Ina Fried, writing for Recode, got more details from Apple on how the company will be collecting new data from iOS 10 devices using differential privacy.
First, it sounds like differential privacy will be applied to specific domains of data collection new in iOS 10:
As for what data is being collected, Apple says that differential privacy will initially be limited to four specific use cases: New words that users add to their local dictionaries, emojis typed by the user (so that Apple can suggest emoji replacements), deep links used inside apps (provided they are marked for public indexing) and lookup hints within notes.
As I tweeted earlier this week, crowdsourced deep link indexing was supposed to launch last year with iOS 9; Apple's documentation mysteriously changed before the September release, and it's clear now that the company decided to rewrite the feature with differential privacy behind the scenes. (I had a story about public indexing of deep links here.)
I'm also curious to know what Apple means by "emoji typed by the user": in the current beta of iOS 10, emoji are automatically suggested if the system finds a match, either in the QuickType bar or with the full-text replacement in Messages.
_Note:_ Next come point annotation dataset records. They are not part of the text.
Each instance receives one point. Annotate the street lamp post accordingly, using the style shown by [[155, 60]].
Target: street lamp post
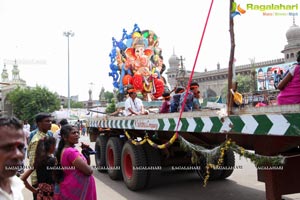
[[69, 34]]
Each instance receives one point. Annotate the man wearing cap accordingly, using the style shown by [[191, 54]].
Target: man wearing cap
[[133, 105], [188, 107]]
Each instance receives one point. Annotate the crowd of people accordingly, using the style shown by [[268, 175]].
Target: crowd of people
[[55, 165]]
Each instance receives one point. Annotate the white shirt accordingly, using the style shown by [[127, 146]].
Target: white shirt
[[135, 105], [16, 186]]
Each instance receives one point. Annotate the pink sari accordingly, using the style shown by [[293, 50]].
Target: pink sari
[[76, 185]]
There's no way to manually train emoji by "typing them". I'd be curious to know how Apple will be tackling this – perhaps they'll look at which emoji are not suggested and need to be inserted manually from the user?
I wonder if the decision to make more data collection opt-in will make it less effective. If the whole idea of differential privacy is to glean insight without being able to trace data back to individuals, does it really have to be off by default? If differential privacy works as advertised, part of me thinks Apple should enable it without asking first for the benefit of their services; on the other hand, I'm not surprised Apple doesn't want to do it even if differential privacy makes it technically impossible to link any piece of data to an individual iOS user. To Apple's eyes, that would be morally wrong. This very contrast is what makes Apple's approach to services and data collection trickier (and, depending on your stance, more honest) than other companies'.
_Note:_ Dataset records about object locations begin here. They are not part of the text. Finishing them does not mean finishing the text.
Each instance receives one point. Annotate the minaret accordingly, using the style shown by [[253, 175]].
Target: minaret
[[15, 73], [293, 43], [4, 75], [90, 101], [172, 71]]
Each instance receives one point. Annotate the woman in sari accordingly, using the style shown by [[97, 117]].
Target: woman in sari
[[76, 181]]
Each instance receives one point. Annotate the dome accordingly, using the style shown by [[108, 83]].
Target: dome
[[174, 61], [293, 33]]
Also from the Recode article, this bit about object and scene recognition in the new Photos app:
Apple says it is not using iOS users’ cloud-stored photos to power the image recognition features in iOS 10, instead relying on other data sets to train its algorithms. (Apple hasn’t said what data it is using for that, other than to make clear it is not using its users photos.)
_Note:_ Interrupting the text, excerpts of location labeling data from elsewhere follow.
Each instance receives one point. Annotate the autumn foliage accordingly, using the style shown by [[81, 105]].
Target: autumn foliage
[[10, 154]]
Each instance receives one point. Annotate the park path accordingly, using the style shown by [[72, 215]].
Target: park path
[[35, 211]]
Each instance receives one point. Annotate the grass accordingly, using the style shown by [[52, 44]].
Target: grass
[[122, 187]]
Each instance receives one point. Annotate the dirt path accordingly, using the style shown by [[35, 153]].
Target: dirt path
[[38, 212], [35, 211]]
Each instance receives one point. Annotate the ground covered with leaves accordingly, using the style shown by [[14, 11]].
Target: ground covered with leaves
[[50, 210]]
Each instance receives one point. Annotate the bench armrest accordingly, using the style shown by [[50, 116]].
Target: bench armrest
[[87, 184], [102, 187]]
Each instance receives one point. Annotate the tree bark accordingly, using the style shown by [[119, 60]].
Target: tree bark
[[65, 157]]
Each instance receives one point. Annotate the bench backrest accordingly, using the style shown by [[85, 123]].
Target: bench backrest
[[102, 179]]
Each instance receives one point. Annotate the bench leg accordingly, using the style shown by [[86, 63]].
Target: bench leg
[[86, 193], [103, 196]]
I've been thinking about this since the keynote: if Apple isn't looking at user photos, where do the original concepts of "mountains" and "beach" come from? How do they develop an understanding of new objects that are created in human history (say, a new model of a car, a new videogame console, a new kind of train)?
Apple said at the keynote that "it's easy to find photos on the Internet" (I'm paraphrasing). Occam's razor suggests they struck deals with various image search databases or stock footage companies to train their algorithms for iOS 10.